Ein Auszubildender (Azubi) eines Krankenhauses wurde gekündigt, weil er im Testzentrum des Hauses seinen Mundschutz unter die Nase zog und auch nach Aufforderung der Geschäftsführung, die Maske richtig aufzusetzen, nicht sofort reagierte. Mit Schreiben vom 1. Dezember 2021 kündigte das Krankenhaus das Arbeitsverhältnis mit dem Azubi fristlos. Hiergegen erhob er Klage und forderte die Anerkennung der Unwirksamkeit der Kündigung sowie Annahmeverzugslohn für den Zeitraum ab Dezember 2021 bis April 2022.
Volles Gehalt trotz Kündigung?
Annahmeverzugslohn(anspruch) nennt man den nach § 615 Satz 1 BGB geltenden Vergütungsanspruch, den Arbeitnehmende haben, sollte die Arbeitgeberin oder der Arbeitgeber mit der Annahme der Arbeitsleistung in Verzug kommen. Er durchbricht den Grundsatz „Ohne Arbeit kein Lohn“ aus § 614 Satz 1 BGB. Für die Arbeitnehmenden besteht somit die Möglichkeit die Zahlung für die nicht geleisteten Dienste trotzdem zu fordern, ohne dafür eine Nachleistung erbringen zu müssen. Für den hier diskutierten Fall bedeutet das folgende Situation: Der Auszubildende hat seine Dienste angeboten, das Krankenhaus hat diese jedoch zurückgewiesen.

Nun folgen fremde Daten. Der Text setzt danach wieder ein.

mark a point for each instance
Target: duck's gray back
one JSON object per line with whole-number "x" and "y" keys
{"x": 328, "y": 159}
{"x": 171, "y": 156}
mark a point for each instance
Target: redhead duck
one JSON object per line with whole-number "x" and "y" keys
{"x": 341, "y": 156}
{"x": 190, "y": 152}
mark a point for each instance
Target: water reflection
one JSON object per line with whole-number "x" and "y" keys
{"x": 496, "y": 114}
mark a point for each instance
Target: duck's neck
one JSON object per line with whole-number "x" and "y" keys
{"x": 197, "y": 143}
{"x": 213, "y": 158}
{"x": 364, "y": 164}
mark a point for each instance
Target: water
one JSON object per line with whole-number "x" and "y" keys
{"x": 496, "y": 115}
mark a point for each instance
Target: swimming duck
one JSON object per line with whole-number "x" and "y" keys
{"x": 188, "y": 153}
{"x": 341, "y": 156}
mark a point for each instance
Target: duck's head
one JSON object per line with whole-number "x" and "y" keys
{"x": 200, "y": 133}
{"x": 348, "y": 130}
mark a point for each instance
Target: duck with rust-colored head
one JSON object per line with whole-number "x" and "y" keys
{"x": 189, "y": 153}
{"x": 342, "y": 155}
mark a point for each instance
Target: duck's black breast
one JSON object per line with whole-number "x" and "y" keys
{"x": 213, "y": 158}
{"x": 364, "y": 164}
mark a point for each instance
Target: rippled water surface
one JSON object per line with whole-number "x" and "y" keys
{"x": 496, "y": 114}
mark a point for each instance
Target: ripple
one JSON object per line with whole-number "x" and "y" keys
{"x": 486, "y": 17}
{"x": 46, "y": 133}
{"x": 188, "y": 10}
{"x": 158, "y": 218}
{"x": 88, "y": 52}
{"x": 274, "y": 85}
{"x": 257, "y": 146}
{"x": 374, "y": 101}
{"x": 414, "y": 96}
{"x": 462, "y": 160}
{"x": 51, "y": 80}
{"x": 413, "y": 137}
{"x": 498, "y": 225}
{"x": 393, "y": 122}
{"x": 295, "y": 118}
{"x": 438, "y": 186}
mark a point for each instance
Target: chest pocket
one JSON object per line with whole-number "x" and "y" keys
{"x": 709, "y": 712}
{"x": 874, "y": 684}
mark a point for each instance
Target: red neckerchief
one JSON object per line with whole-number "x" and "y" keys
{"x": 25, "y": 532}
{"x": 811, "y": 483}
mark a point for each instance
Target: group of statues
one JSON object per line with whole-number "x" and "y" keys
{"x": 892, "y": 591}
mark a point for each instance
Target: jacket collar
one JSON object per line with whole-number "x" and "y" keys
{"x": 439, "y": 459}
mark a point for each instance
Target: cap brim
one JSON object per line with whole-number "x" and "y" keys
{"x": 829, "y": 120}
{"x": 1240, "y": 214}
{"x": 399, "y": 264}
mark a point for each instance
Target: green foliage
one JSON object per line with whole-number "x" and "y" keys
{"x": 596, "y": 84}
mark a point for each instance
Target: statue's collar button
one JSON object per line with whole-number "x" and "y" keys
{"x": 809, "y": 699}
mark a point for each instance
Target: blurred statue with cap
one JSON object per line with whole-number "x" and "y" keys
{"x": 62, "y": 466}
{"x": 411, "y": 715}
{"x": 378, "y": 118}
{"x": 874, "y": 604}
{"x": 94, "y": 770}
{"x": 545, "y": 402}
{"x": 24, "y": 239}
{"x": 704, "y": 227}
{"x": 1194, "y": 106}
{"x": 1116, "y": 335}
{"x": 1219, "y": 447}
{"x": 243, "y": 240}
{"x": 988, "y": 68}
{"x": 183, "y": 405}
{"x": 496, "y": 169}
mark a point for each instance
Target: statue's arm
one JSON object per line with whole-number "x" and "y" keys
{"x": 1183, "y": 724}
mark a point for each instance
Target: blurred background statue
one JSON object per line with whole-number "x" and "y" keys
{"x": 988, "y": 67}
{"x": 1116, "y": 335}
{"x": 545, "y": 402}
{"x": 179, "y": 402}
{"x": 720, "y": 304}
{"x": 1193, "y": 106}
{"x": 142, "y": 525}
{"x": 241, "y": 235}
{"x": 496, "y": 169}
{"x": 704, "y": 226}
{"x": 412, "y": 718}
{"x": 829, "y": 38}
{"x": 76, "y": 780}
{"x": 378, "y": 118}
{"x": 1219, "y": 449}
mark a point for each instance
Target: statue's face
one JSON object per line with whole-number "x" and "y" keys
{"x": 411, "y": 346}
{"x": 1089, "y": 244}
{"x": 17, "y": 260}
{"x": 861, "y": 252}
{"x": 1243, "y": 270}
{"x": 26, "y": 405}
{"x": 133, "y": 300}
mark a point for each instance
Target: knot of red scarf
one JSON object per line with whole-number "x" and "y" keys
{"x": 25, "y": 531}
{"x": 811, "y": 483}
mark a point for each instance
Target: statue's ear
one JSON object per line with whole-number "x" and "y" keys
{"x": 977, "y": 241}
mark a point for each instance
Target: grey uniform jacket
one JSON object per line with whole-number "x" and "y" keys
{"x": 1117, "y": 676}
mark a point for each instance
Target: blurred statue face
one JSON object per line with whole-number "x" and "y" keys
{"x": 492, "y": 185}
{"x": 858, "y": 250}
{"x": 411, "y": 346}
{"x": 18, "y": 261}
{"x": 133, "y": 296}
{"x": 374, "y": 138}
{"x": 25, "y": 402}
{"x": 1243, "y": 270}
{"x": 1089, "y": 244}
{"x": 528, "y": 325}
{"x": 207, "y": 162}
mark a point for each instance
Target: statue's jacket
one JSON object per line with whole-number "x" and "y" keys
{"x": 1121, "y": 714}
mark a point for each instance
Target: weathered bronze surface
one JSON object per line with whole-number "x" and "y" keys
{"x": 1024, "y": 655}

Der Azubi verfügte zudem über keinen gültigen Impf- oder Genesenenausweis nach § 20a Absatz 2 Satz 1 IfSG. Ab dem 15. März 2022 trat die einrichtungsbezogene Impfpflicht in ambulanten und (teil-)stationären Einrichtungen/Unternehmen des Gesundheitswesens in Kraft. Diese verpflichtete bereits in den Einrichtungen/Unternehmen tätige Personen dazu, eben jenen Nachweis zu erbringen. Kann der Kläger ohne Nachweis – auch für den Zeitraum nach dem 15. März – die Zahlung des vollen Gehalts verlangen?
Klage stattgegeben: Krankenhaus muss zahlen
Seine Ausbildung zum Gesundheits- und Krankenpfleger in dem Krankenhaus begann bereits im Oktober 2019 also deutlich vor Beginn der einrichtungsbezogenen Impfpflicht.
Das Arbeitsgericht Bonn hat entschieden, dass die fristlose Kündigung unwirksam ist, da das Krankenhaus den Auszubildenden zuvor nicht abgemahnt hat. Darüber hinaus hat das Gericht der Forderung nach Annahmeverzugslohn für den gesamten Zeitraum stattgegeben – trotz der geltenden einrichtungsbezogenen Impfpflicht und dem Fehlen eines Impf- oder Genesenennachweis des Auszubildenden.
Das Gericht befand nach §§ 17 Absatz 1, 10 Absatz 2 BBiG in Verbindung mit § 615 Satz 1 BGB, 293 ff. BGB, dass dem Azubi grundsätzlich nach Ausspruch einer unwirksamen außerordentlichen Kündigung ein Annahmeverzug zusteht. Dass der Azubi trotz geltender einrichtungsbezogenen Impfpflicht nicht über einen Impf- oder Genesenennachweis verfügt, ändert in diesem Fall daran nichts.
Azubi hatte kein Beschäftigungsverbot
Die gesetzliche Regelung nach § 20a Absatz 2 und Absatz 3 IfSG unterscheidet nämlich zwischen Arbeitnehmenden, die vor dem 15. März 2022 beschäftigt waren und jenen, die erst ab dem 16. März angestellt wurden. Nur für Zweitere gelte nach § 20a Absatz 3 Satz 4 IfSG ein ausdrücklich geregeltes Beschäftigungsverbot. Für Erstere gelte nur die Pflicht, den fehlenden Nachweis dem Gesundheitsamt zu melden.
Das Gesundheitsamt wiederum könne dann im Einzelfall entscheiden, ob es ein Betretungs- oder Tätigkeitsverbot ausspricht. Hiervon war der Azubi allerdings nicht betroffen. Zudem habe sein Arbeitsverhältnis deutlich vor dem 15. März begonnen. Dementsprechend muss das beklagte Krankenhaus für den vollen Zeitraum den Annahmeverzugslohn zahlen.